The operating results of the Company’s fiscal 2012 acquisitions were included in the Company’s results of operations from the effective acquisition dates.  The amount of net sales and earnings of the fiscal 2012 acquisitions excluding Switchcraft included in the Consolidated Statements of Operations is not material.  Had the fiscal 2012 acquisitions excluding Switchcraft been consummated as of the beginning of fiscal 2011, net sales, net income from consolidated operations, net income attributable to HEICO, and basic and diluted net income per share attributable to HEICO shareholders on a pro forma basis for fiscal 2012 and 2011 would not have been materially different than the reported amounts.

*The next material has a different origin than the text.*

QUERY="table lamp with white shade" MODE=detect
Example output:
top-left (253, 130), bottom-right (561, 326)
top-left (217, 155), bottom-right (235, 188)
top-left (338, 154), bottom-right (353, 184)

Additional Purchase Consideration

As part of the purchase agreements associated with certain acquisitions consummated prior to fiscal 2010, the Company was obligated to pay additional purchase consideration based on the acquired subsidiary meeting certain earnings objectives following the acquisition. For such acquisitions, the Company accrued an estimate of additional purchase consideration when the earnings objectives were met. During fiscal 2012, the Company, through HEICO Electronic, paid $15.1 million of such additional purchase consideration of which $4.8 million was accrued as of October 31, 2011. During fiscal 2011, the Company, through HEICO Electronic, paid $6.6 million of such additional purchase consideration of which $4.1 million was accrued as of October 31, 2010. During fiscal 2010, the Company, through HEICO Electronic, paid $4.2 million of such additional purchase consideration of which $1.8 million was accrued as of October 31, 2009. The amounts paid in fiscal 2012, 2011 and 2010 were based on a multiple of each applicable subsidiary's earnings relative to target and were not contingent upon the former shareholders of the respective acquired entity remaining employed by the Company or providing future services to the Company. Accordingly, these amounts represent an additional cost of the respective entity recorded as additional goodwill. As of October 31, 2012, the Company has no remaining obligation to pay additional purchase consideration for acquisitions consummated prior to fiscal 2010.

Pursuant to the terms of the Stock Purchase Agreement (“SPA”) related to the acquisition of 3D Plus, the Company paid $5.5 million of additional purchase consideration in fiscal 2012 representing the difference between 3D Plus' actual working capital as of the acquisition date and the amount estimated per the SPA.

Pursuant to the terms of the purchase agreements related to certain fiscal 2012 acquisitions, the Company is obligated to pay additional purchase consideration representing the difference between the actual net assets of the acquired entity as of the acquisition date and the amount estimated in the purchase agreement.  The aggregate amount of such additional purchase consideration accrued as of October 31, 2012 is $1.2 million, which is included in accrued expenses and other current liabilities in the Company's Consolidated Balance Sheet and expected to be paid during fiscal 2013.